Synthesis of high-efficient Mn2+ doped CsPbCl3 perovskite nanocrystals in toluene and surprised lattice ejection of dopants at mild temperature

Abstract

Doping has been established as a powerful approach for endowing novel properties to perovskite nanocrystals (NCs).However, the fast formation of perovskites makes the fundamental understanding of doping processes in these NCs very rare. In the present work, a mild temperature (<100 °C) approach to produce Mn2+ doped CsPbCl3 (Mn:CsPbCl3) perovskite NCs in toluene is reported. The effects of the introduced Mn/Pb ratios in the raw materials as well as the temperature on the structure and photoluminescence (PL) properties of Mn:CsPbCl3 NCs were investigated systematically. The as-synthesized Mn:CsPbCl3 NCs shown a strong Mn2+ emission at 594 nm with a PL quantum yield (QY) of 52%, and the doping concentrations can be easily tailored from 1.8 atom% to 13.3 atom% by changed the Mn/Pb feed ratios.
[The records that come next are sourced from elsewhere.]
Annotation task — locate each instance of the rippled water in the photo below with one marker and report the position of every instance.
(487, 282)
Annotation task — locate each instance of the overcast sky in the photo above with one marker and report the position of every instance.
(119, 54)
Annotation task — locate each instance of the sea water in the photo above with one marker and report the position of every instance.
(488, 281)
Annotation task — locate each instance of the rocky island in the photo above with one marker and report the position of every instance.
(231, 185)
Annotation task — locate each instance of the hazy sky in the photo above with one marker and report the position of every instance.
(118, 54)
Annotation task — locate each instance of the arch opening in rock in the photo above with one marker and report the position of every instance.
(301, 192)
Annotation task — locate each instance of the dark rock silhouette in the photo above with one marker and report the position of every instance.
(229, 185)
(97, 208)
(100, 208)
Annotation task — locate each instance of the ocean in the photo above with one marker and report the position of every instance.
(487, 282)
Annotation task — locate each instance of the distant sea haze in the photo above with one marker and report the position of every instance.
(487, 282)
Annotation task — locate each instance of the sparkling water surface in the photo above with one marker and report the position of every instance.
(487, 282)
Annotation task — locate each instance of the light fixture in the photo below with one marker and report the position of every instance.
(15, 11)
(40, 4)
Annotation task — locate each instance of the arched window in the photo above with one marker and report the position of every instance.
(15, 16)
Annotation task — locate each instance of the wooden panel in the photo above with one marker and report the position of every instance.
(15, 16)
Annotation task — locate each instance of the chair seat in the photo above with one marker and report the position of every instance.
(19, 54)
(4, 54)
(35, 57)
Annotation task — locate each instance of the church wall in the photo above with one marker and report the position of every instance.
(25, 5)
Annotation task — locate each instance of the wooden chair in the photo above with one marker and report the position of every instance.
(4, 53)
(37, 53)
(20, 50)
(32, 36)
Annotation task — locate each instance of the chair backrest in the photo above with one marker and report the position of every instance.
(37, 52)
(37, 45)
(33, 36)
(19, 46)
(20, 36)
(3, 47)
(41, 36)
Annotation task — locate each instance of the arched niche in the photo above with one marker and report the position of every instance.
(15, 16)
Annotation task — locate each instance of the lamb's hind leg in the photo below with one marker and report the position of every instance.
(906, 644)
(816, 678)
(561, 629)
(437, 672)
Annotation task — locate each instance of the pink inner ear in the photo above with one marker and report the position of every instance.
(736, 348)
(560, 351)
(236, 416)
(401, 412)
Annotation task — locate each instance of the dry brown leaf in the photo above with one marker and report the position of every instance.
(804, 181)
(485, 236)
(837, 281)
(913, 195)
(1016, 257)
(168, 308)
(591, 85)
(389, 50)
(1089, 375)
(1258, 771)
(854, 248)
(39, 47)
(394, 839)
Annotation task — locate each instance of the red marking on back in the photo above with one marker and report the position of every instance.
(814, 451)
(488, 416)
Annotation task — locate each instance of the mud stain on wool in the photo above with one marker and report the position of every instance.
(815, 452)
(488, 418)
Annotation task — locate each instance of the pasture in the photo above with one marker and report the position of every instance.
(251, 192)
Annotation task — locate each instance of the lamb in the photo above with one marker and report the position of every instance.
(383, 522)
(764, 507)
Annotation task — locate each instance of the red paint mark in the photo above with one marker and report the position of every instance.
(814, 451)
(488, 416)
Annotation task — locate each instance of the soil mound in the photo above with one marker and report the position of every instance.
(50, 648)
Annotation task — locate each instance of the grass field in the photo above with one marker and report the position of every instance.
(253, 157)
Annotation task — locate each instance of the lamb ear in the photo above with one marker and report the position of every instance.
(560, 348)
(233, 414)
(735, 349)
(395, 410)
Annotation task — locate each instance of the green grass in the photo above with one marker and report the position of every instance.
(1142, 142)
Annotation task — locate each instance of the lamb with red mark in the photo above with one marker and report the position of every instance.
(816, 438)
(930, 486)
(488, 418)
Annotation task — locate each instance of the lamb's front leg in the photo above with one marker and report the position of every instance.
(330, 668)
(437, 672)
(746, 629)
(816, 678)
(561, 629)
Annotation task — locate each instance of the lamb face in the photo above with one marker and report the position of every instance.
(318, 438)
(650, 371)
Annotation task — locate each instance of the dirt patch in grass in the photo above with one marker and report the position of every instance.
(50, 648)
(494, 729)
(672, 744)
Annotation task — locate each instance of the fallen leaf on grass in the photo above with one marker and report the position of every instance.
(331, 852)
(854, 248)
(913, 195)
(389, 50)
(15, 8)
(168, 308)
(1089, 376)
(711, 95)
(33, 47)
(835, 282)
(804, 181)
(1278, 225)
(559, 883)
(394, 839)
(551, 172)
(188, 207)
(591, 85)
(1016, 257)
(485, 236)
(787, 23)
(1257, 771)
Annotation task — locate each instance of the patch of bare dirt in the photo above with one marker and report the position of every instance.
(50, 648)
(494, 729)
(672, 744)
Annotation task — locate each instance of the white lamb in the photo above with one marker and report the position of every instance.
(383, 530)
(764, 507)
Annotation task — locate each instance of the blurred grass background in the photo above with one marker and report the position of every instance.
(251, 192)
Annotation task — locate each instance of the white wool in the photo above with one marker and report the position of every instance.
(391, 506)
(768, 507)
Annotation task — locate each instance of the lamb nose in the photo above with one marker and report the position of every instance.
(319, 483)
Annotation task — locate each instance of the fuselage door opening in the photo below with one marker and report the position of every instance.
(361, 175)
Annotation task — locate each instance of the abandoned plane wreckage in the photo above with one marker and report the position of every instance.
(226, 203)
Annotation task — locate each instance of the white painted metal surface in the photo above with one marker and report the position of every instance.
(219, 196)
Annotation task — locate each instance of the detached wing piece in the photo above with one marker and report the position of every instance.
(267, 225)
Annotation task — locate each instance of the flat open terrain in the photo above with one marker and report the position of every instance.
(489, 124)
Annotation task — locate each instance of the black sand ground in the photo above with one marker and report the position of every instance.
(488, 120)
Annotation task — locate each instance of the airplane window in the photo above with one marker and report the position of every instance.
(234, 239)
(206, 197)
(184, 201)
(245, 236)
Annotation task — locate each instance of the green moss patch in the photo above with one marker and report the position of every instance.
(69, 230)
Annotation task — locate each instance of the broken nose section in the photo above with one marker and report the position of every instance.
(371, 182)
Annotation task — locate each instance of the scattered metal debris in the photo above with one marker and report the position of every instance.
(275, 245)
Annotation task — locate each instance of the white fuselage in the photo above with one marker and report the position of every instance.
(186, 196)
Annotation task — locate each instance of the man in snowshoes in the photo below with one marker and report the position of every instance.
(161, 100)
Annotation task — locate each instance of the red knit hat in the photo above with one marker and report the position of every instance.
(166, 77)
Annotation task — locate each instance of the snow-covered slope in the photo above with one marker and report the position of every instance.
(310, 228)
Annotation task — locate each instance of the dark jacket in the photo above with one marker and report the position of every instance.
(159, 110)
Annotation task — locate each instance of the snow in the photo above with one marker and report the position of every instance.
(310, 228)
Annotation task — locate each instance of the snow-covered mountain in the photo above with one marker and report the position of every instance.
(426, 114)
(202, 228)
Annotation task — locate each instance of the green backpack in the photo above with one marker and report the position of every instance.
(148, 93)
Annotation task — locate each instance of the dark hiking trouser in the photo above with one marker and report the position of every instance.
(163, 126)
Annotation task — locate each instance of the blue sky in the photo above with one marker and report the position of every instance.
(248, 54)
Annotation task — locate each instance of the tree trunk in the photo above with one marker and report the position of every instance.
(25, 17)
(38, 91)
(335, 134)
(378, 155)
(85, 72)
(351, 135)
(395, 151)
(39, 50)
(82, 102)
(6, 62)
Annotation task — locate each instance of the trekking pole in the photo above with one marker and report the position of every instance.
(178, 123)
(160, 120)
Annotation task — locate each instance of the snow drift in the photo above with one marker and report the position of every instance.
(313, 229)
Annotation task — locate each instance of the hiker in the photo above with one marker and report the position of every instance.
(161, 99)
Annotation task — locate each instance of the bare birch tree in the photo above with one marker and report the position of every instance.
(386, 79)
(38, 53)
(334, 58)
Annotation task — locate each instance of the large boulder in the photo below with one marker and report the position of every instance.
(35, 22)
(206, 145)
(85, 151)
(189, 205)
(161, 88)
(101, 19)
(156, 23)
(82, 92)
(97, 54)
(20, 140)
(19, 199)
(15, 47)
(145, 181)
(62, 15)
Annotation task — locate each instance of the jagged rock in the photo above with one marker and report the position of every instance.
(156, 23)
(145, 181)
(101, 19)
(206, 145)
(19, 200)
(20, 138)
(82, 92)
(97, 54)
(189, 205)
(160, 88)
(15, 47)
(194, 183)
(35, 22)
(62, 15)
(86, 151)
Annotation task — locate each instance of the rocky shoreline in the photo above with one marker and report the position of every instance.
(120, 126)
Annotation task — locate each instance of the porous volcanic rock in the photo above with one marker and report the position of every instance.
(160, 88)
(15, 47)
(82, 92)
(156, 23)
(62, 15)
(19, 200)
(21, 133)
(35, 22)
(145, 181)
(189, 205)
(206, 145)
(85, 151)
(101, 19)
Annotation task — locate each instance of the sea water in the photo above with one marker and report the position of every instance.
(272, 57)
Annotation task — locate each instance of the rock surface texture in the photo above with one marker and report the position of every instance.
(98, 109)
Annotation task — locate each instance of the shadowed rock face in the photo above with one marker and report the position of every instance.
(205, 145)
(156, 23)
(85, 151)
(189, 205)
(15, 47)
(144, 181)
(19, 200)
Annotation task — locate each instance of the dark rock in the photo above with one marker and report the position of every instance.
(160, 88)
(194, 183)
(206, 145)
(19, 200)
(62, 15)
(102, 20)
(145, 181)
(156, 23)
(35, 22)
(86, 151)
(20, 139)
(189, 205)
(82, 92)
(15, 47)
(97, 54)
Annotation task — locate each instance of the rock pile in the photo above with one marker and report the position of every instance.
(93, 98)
The study revealed that the reaction temperature plays a key role in Mn:CsPbCl3 NCs. Through elemental and microstructure characterization, it was surprisingly found that lattice ejection of Mn ions occurred at 100 °C. This result greatly enhances the understanding of the “basic process” of Mn2+doping in CsPbCl3 NCs, which provides some insights into the preparation of metal ion doped perovskite NCs.